Demência na América Latina

The Lancet 2008; 372:464-474 DOI:10.1016/S0140-6736(08)61002-8
Prevalence of dementia in Latin America, India, and China: a population-based cross-sectional survey
Prof Juan J Llibre Rodriguez MD a, Cleusa P Ferri PhD b, Daisy Acosta MD c, Mariella Guerra PhD d, Prof Yueqin Huang PhD e, Prof KS Jacob PhD f, Prof ES Krishnamoorthy PhD g, Aquiles Salas MD h, Ana Luisa Sosa MSc i, Isaac Acosta Lic i, Michael E Dewey PhD b, Ciro Gaona MD j, AT Jotheeswaran MSc g, Prof Shuran Li MD e, Diana Rodriguez PhD k, Guillermina Rodriguez Lic l, P Senthil Kumar MSW f, Adolfo Valhuerdi MD m and Prof Martin Prince MD b , for the 10/66 Dementia Research Group
Background
Studies have suggested that the prevalence of dementia is lower in developing than in developed regions.

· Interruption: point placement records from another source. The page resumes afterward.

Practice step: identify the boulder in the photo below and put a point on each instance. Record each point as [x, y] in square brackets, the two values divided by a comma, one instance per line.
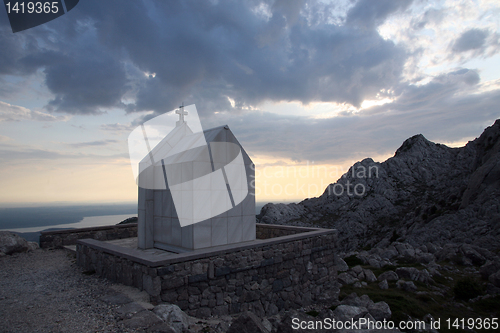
[173, 316]
[411, 273]
[369, 276]
[247, 322]
[380, 311]
[495, 279]
[341, 265]
[353, 299]
[346, 278]
[346, 312]
[389, 276]
[12, 243]
[406, 285]
[490, 267]
[383, 285]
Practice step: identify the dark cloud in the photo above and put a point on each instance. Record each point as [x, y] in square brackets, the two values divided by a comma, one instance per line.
[438, 109]
[91, 143]
[430, 16]
[204, 52]
[369, 14]
[472, 39]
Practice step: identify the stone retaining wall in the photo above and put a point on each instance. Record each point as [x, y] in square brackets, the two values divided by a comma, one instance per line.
[56, 239]
[263, 276]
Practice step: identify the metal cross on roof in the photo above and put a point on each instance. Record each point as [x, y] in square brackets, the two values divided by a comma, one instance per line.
[181, 113]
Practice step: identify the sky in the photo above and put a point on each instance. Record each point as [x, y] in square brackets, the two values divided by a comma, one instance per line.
[307, 87]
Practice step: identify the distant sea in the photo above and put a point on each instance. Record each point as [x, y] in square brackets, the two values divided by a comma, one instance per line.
[27, 222]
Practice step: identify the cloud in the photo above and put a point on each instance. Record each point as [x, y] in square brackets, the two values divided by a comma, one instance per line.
[472, 39]
[117, 127]
[204, 52]
[9, 112]
[91, 143]
[439, 109]
[4, 138]
[369, 14]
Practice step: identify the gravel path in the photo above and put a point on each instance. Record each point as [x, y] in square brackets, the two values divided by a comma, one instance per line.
[44, 291]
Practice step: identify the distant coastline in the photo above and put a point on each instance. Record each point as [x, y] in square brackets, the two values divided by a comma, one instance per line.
[27, 222]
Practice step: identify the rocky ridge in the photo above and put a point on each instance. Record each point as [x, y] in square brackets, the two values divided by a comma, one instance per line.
[426, 193]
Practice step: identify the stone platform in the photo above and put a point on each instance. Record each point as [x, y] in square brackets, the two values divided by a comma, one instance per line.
[285, 267]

We investigated the prevalence and severity of dementia in sites in low-income and middle-income countries according to two definitions of dementia diagnosis.
Methods
We undertook one-phase cross-sectional surveys of all residents aged 65 years and older (n=14960) in 11 sites in seven low-income and middle-income countries (China, India, Cuba, Dominican Republic, Venezuela, Mexico, and Peru). Dementia diagnosis was made according to the culturally and educationally sensitive 10/66 dementia diagnostic algorithm, which had been prevalidated in 25 Latin American, Asian, and African centres; and by computerised application of the dementia criterion from the Diagnostic and Statistical Manual of Mental Disorders (DSM IV). We also compared prevalence of DSM-IV dementia in each of the study sites with that from estimates in European studies.
Findings
The prevalence of DSM-IV dementia varied widely, from 0·3% (95% CI 0·1–0·5) in rural India to 6·3% (5·0–7·7) in Cuba. After standardisation for age and sex, DSM-IV prevalence in urban Latin American sites was four-fifths of that in Europe (standardised morbidity ratio 80 [95% CI 70–91]), but in China the prevalence was only half (56 [32–91] in rural China), and in India and rural Latin America a quarter or less of the European prevalence (18 [5–34] in rural India). 10/66 dementia prevalence was higher than that of DSM-IV dementia, and more consistent across sites, varying between 5·6% (95% CI 4·2–7·0) in rural China and 11·7% (10·3–13·1) in the Dominican Republic. The validity of the 847 of 1345 cases of 10/66 dementia not confirmed by DSM-IV was supported by high levels of associated disability (mean WHO Disability Assessment Schedule II score 33·7 [SD 28·6]).
Interpretation
As compared with the 10/66 dementia algorithm, the DSM-IV dementia criterion might underestimate dementia prevalence, especially in regions with low awareness of this emerging public-health problem.